A hilarious and heartwarming romantic comedy that examines how the unlikeliest of loves can bloom in – well, the most likely of places. Perfect for fans of The Hating Game and The Soulmate Equation.
When Cece James agrees to be cast as a ‘Juliet’ on the next season of the hit television show Marry Me, Juliet, it’s certainly not for the right reasons. She’s knee deep in debt and desperate for the associated pay cheque. The last thing on her mind is the hunky ‘Romeo’ waiting for her at the end of the gravel driveway.
But Dylan Jayasinghe Mellor isn’t your usual fame-hungry TV star. An Olympic gold medallist with calloused hands, kind eyes and a propensity for panic attacks, it turns out he’s not here for the right reasons either. As spokesperson for a men’s mental health foundation, and the franchise’s first non-white male lead, Dylan’s got a charity to plug and something to prove.
When Cece gets eliminated on the first night, it seems like her and Dylan’s awkward first meeting will be their last conversation. But when the TV set is shut down unexpectedly, Cece and Dylan suddenly get a little more time together than they’d expected.
Will love bloom when the cameras stop rolling?
‘Jodi never fails to deliver humour, wisdom, and heart.’ Kylie Scott, New York Times bestselling author
Jodi McAlister PhD is an author and academic from Kiama, NSW. Her academic work focuses on the history of love, sex, women and girls, popular culture and fiction.

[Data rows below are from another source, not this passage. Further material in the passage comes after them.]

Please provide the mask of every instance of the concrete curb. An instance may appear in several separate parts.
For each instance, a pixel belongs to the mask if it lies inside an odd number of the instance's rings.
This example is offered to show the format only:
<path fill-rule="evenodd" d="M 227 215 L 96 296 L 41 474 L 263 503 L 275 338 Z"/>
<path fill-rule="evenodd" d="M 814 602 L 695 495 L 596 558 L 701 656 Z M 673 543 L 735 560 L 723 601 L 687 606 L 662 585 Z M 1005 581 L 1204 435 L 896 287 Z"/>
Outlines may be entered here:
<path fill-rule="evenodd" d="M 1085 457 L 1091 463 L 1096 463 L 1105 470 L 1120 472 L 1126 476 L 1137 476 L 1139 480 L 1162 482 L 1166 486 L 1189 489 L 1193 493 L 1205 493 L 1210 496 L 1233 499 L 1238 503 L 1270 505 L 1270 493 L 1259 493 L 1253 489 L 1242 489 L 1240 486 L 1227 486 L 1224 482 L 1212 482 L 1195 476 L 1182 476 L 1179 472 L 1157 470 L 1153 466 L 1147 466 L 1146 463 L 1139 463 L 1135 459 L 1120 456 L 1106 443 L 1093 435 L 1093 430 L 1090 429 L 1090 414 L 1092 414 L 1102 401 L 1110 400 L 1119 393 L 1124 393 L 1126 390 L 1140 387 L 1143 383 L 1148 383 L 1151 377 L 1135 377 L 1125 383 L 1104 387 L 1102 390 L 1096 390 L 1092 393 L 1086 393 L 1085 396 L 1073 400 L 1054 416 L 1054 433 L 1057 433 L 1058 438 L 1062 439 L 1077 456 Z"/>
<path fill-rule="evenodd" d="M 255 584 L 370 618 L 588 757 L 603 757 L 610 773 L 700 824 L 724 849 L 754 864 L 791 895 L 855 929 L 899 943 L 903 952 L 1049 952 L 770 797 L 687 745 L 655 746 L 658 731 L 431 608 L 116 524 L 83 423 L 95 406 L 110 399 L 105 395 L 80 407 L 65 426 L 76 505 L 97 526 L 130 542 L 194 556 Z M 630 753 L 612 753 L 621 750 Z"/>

It means that reading romance novels and watching The Bachelor is technically work for her. She is the author of romance novels Here for the Right Reasons, Can I Steal You For a Second? and Not Here to Make Friends, and young adult novels Valentine, Ironheart, Misrule and Libby Lawrence Is Good At Pretending. She is currently a Senior Lecturer in Writing, Literature and Culture at Deakin University in Melbourne. For more, visit jodimcalister.com.au.
Publisher: Simon & Schuster Australia (July 6, 2022)
Length: 336 pages
Raves and Reviews
‘The book's plotline is far from formulaic … it brings elements to this fictional show that reality TV is lacking outside of the novel … an example that these fun reads can still be works of substance, despite the stereotypes.’